3. Support each other in developing ‘inlets’
“Outlets” are opportunities or activities that allow us to “blow off steam” and put our energy into activities that take our mind of stressful situations. Inlets are activities and habits that provide for us long after the action is done, such as running, woodworking, birding, meditating, cooking, or writing. Outlets become inlets when they not only channel our energy into a positive form, but also lead to improvements in ourselves as spouses, fathers, workers, and people. There is nothing wrong with men getting together to have a drink and watch football. Yet if we really want to forge friendships that last a lifetime, we will do it around things that matter. Maybe suggest a hike or a run the next time you plan on getting together, or think about organizing an annual adventure. A few years ago, I started a 24-hour man’s annual backpacking adventure at nearby outdoor location, and was surprised to find just how many guys (many of whom had never backpacked before) were up for the adventure and conversations that ensued.
4. Start with ourselves
It’s easy to blame others for feeling lonely. Sometimes it’s legitimate, and circumstances unfairly leave us without our partners or spouses.

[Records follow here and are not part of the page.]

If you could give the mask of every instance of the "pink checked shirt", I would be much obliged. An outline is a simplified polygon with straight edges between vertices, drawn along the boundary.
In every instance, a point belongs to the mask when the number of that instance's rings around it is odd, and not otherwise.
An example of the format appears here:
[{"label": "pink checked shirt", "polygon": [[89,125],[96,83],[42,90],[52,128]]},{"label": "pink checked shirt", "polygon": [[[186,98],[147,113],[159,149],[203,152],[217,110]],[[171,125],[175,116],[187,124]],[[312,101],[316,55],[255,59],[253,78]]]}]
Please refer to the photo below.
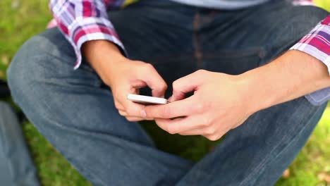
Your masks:
[{"label": "pink checked shirt", "polygon": [[[51,0],[49,7],[56,25],[75,49],[77,61],[81,63],[80,47],[83,43],[95,39],[106,39],[116,44],[125,51],[114,25],[108,18],[107,11],[118,9],[125,0]],[[320,60],[330,73],[330,16],[321,21],[310,32],[291,49],[299,50]],[[313,104],[330,99],[330,88],[306,95]]]}]

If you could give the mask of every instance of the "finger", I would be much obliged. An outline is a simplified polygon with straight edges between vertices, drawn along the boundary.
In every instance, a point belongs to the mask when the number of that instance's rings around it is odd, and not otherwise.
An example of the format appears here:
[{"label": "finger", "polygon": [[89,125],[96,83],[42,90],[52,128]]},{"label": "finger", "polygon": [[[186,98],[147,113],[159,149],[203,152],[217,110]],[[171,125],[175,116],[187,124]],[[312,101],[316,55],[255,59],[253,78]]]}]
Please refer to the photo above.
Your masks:
[{"label": "finger", "polygon": [[214,125],[209,125],[207,127],[200,127],[198,128],[186,130],[179,134],[181,135],[213,135],[218,132],[218,130]]},{"label": "finger", "polygon": [[127,116],[127,113],[123,110],[118,110],[118,112],[119,113],[119,114],[121,116]]},{"label": "finger", "polygon": [[167,85],[152,65],[146,63],[145,70],[141,70],[138,75],[152,89],[153,97],[164,97]]},{"label": "finger", "polygon": [[196,128],[192,130],[189,130],[187,131],[179,132],[181,135],[201,135],[203,134],[202,128]]},{"label": "finger", "polygon": [[147,118],[144,112],[145,106],[132,102],[129,100],[127,100],[126,104],[125,111],[128,116]]},{"label": "finger", "polygon": [[116,108],[117,108],[118,110],[124,110],[123,106],[119,101],[115,101],[114,104]]},{"label": "finger", "polygon": [[130,116],[128,116],[128,117],[126,117],[126,120],[127,120],[131,121],[131,122],[134,122],[134,121],[140,121],[140,120],[144,120],[143,118],[140,118],[140,117],[130,117]]},{"label": "finger", "polygon": [[[156,119],[155,120],[156,123],[161,128],[167,131],[170,134],[181,133],[188,130],[201,128],[204,127],[204,125],[201,122],[200,119],[193,116],[181,118],[174,120]],[[202,132],[199,134],[202,135]]]},{"label": "finger", "polygon": [[173,82],[173,95],[171,101],[181,100],[185,98],[185,94],[196,90],[200,85],[204,70],[200,70],[188,75]]},{"label": "finger", "polygon": [[209,139],[211,141],[216,141],[219,139],[221,138],[227,132],[228,130],[224,130],[224,131],[220,131],[219,132],[216,132],[215,134],[213,134],[213,135],[205,135],[203,136]]},{"label": "finger", "polygon": [[189,97],[167,104],[149,105],[144,107],[146,117],[154,118],[173,118],[189,116],[196,108],[193,98]]}]

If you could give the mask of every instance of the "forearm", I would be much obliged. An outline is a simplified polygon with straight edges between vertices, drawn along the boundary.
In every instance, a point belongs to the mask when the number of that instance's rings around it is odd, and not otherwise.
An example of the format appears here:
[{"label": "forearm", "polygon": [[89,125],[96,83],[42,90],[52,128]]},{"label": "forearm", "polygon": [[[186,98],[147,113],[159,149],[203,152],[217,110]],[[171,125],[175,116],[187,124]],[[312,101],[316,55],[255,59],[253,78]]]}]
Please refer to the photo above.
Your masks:
[{"label": "forearm", "polygon": [[82,46],[82,53],[102,80],[110,85],[109,76],[119,68],[126,57],[118,46],[106,40],[89,41]]},{"label": "forearm", "polygon": [[326,66],[304,52],[290,51],[267,65],[240,75],[253,111],[330,87]]}]

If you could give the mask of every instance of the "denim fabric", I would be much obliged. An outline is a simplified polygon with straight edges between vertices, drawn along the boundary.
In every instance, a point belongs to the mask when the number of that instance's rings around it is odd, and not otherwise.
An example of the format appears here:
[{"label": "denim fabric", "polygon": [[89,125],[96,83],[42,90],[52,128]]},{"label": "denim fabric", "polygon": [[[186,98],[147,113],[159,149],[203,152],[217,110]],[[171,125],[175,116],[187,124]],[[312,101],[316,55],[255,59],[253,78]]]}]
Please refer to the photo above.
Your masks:
[{"label": "denim fabric", "polygon": [[199,7],[233,10],[247,8],[269,0],[171,0],[181,4]]},{"label": "denim fabric", "polygon": [[[326,15],[284,1],[229,11],[145,0],[109,13],[128,57],[153,64],[169,85],[200,68],[240,74],[265,64]],[[259,111],[193,163],[157,149],[119,116],[88,63],[74,70],[75,60],[59,30],[47,30],[22,46],[8,82],[31,122],[95,185],[273,185],[325,108],[300,97]]]},{"label": "denim fabric", "polygon": [[16,113],[0,102],[0,185],[37,186],[33,162]]}]

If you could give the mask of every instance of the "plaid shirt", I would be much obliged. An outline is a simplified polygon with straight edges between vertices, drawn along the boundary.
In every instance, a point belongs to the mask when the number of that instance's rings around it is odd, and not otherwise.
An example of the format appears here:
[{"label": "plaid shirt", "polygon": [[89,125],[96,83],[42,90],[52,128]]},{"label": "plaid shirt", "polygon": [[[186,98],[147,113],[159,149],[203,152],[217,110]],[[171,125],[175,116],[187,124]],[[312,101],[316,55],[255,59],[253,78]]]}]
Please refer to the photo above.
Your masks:
[{"label": "plaid shirt", "polygon": [[[125,0],[51,0],[49,7],[57,26],[75,49],[77,61],[75,69],[81,63],[80,47],[83,43],[106,39],[125,47],[108,18],[107,11],[120,8]],[[320,22],[308,35],[291,49],[299,50],[314,56],[328,67],[330,73],[330,16]],[[330,99],[330,88],[306,96],[314,105]]]}]

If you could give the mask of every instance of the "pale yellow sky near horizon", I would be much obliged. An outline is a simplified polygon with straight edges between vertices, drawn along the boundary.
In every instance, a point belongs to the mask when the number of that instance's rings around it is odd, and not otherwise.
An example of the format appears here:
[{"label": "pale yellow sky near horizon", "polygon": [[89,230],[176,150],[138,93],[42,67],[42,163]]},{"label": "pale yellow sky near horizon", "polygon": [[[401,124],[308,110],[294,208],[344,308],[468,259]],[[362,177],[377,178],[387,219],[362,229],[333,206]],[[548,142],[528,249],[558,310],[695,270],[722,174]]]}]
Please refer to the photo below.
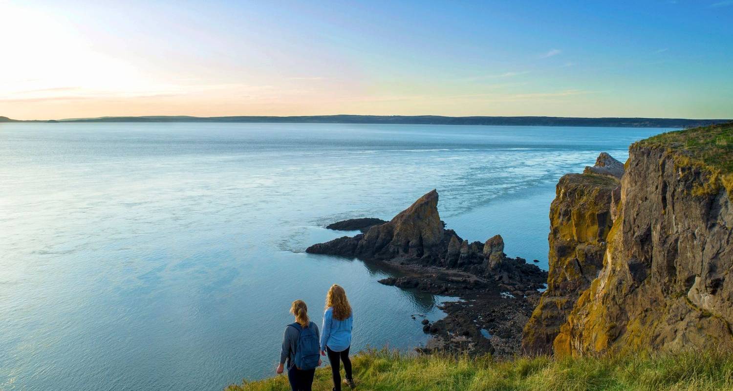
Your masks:
[{"label": "pale yellow sky near horizon", "polygon": [[377,11],[349,19],[302,4],[133,3],[0,1],[0,116],[733,117],[733,92],[708,92],[722,65],[682,71],[699,62],[667,48],[497,43],[476,32],[515,27],[449,35],[416,17],[381,31]]}]

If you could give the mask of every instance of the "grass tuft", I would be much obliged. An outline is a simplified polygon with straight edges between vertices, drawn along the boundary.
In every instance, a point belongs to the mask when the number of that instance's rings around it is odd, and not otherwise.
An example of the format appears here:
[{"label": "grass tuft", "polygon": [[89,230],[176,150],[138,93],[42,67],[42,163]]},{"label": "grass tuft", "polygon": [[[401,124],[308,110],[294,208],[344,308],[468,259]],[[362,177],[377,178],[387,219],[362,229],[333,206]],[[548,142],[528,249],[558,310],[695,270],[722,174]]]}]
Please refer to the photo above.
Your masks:
[{"label": "grass tuft", "polygon": [[[404,391],[712,391],[733,390],[733,354],[641,353],[597,357],[521,357],[497,361],[371,350],[355,356],[356,390]],[[316,370],[313,390],[330,390],[331,370]],[[232,384],[226,391],[284,391],[287,378]]]}]

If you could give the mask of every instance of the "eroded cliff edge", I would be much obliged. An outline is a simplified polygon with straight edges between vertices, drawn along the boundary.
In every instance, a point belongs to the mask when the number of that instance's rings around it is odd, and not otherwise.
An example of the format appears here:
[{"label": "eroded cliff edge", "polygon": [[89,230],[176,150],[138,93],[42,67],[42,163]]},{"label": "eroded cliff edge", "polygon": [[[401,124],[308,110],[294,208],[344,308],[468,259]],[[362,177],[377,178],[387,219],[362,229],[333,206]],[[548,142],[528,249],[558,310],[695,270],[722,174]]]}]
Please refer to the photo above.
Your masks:
[{"label": "eroded cliff edge", "polygon": [[623,164],[603,153],[583,174],[560,178],[550,205],[548,288],[524,327],[524,352],[552,352],[560,326],[598,276],[623,174]]},{"label": "eroded cliff edge", "polygon": [[[733,347],[733,125],[635,143],[625,168],[603,267],[554,352]],[[561,257],[550,267],[572,274]]]}]

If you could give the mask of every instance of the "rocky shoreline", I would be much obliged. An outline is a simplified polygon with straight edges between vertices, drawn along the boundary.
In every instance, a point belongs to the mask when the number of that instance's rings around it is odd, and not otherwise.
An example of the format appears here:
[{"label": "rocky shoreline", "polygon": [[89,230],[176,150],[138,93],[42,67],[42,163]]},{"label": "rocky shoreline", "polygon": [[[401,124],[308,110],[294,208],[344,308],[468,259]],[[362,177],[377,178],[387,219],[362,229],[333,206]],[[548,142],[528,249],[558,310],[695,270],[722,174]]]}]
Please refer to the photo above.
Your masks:
[{"label": "rocky shoreline", "polygon": [[376,219],[334,223],[328,227],[364,233],[306,251],[383,263],[403,275],[383,279],[382,284],[459,298],[440,306],[444,318],[423,321],[423,331],[432,337],[418,351],[512,356],[520,349],[522,330],[539,300],[538,289],[545,288],[547,272],[523,258],[507,257],[498,235],[468,244],[446,230],[438,213],[438,198],[433,190],[381,224]]}]

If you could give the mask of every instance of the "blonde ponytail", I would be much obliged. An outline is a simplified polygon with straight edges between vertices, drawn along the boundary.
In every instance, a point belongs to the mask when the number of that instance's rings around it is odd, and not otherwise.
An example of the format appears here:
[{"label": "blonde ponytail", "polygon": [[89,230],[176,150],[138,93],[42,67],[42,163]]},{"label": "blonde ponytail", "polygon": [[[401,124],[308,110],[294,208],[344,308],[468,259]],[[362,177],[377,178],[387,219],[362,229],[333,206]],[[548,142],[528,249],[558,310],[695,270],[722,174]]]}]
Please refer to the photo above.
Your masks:
[{"label": "blonde ponytail", "polygon": [[308,318],[308,306],[303,300],[295,300],[290,306],[290,313],[295,315],[295,321],[303,327],[308,327],[310,319]]}]

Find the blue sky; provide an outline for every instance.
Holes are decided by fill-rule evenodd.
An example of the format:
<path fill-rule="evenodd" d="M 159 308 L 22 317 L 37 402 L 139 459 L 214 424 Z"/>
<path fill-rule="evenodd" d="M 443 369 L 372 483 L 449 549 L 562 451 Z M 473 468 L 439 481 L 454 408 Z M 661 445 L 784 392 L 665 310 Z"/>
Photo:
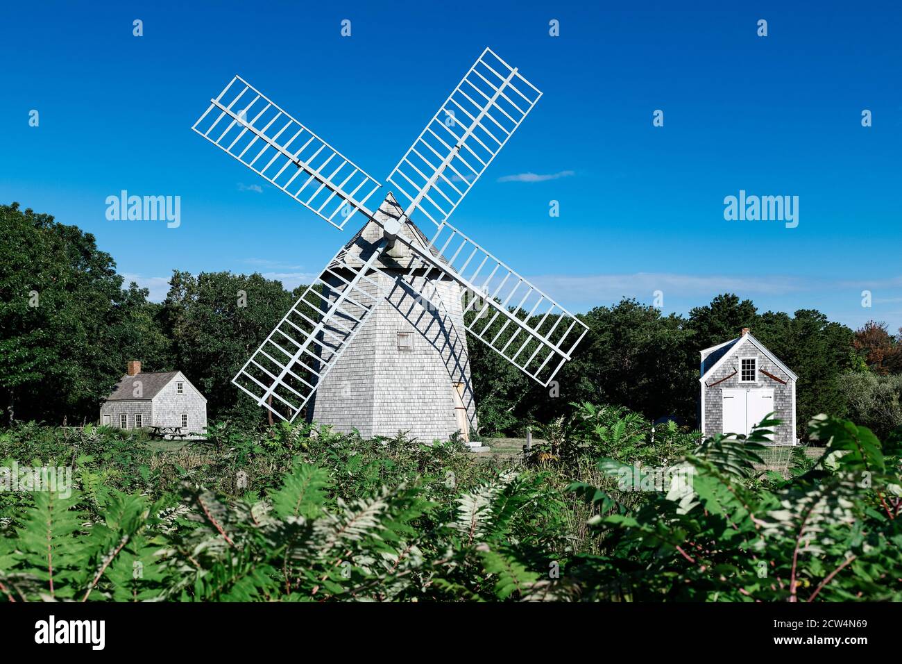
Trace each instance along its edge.
<path fill-rule="evenodd" d="M 899 327 L 902 9 L 727 5 L 10 5 L 0 201 L 94 233 L 157 299 L 173 268 L 306 283 L 355 229 L 191 132 L 210 97 L 240 74 L 384 182 L 490 46 L 544 96 L 450 220 L 562 304 L 660 290 L 686 313 L 729 291 Z M 107 220 L 122 190 L 180 196 L 180 225 Z M 798 226 L 725 220 L 740 190 L 798 196 Z"/>

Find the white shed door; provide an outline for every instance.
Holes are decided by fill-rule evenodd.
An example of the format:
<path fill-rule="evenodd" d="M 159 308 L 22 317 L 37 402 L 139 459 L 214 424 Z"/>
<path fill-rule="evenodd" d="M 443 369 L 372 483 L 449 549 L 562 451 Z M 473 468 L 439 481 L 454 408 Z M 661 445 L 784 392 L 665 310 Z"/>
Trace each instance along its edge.
<path fill-rule="evenodd" d="M 724 389 L 723 404 L 723 433 L 748 435 L 755 425 L 774 412 L 774 389 Z"/>
<path fill-rule="evenodd" d="M 769 414 L 774 412 L 774 388 L 750 389 L 748 395 L 746 421 L 749 424 L 749 431 L 747 433 L 751 433 L 755 425 L 759 424 Z"/>
<path fill-rule="evenodd" d="M 745 390 L 723 390 L 723 433 L 745 434 Z"/>

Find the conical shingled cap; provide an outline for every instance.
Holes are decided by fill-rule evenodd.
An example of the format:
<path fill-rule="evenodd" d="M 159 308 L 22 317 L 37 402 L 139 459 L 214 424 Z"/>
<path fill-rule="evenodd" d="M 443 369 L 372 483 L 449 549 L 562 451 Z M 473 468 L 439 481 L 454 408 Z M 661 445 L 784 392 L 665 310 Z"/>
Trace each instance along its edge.
<path fill-rule="evenodd" d="M 389 192 L 382 204 L 376 210 L 376 219 L 380 221 L 386 221 L 389 219 L 400 219 L 404 210 L 398 204 L 395 197 Z M 410 244 L 427 251 L 429 240 L 416 224 L 410 219 L 401 224 L 400 230 L 398 231 L 400 238 L 405 238 Z M 367 220 L 364 227 L 358 230 L 353 238 L 345 245 L 347 249 L 347 256 L 344 263 L 353 267 L 361 267 L 364 263 L 373 255 L 373 250 L 382 238 L 382 228 L 373 220 Z M 429 253 L 435 257 L 436 261 L 440 265 L 446 265 L 447 261 L 443 258 L 437 250 L 429 248 Z M 402 241 L 396 241 L 391 250 L 383 251 L 382 256 L 375 262 L 375 267 L 383 270 L 404 270 L 410 265 L 410 259 L 419 257 L 410 250 L 410 248 Z M 334 267 L 336 266 L 330 266 Z"/>

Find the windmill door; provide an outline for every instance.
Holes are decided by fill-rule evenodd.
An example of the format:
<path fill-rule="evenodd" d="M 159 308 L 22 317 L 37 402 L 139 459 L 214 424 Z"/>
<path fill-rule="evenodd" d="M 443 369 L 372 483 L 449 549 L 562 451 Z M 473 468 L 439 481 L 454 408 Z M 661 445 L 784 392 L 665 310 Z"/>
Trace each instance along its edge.
<path fill-rule="evenodd" d="M 755 428 L 755 425 L 772 412 L 774 412 L 773 388 L 723 390 L 724 434 L 748 435 Z"/>

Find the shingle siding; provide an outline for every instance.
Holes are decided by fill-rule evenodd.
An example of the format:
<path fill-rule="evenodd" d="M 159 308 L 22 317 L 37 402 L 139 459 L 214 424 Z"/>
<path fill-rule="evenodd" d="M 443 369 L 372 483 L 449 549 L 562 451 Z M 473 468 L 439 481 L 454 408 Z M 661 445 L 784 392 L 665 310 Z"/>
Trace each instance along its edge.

Yet so often, loneliness is the product of our unwillingness to consider what we might do differently to attract other people to us. I am not implying that you should be fake or inauthentic. But sometimes people who come to an isolated place get there because they refused to change aspects of themselves that only encourage alienation. It hard to admit that we are a bear to be around, or that I have grown into grouchy old man set in his ways. But as with so many unfortunate scenarios, pride rears its ugly head with loneliness, too, so self-improvement may be the ultimate defense against isolation. The best way to start this process? Ask those who know you best for honest feedback about makes you “hard to be around.” You might be surprised to find that others will often be open to the same insights, and the process will immediately spur a greater connection.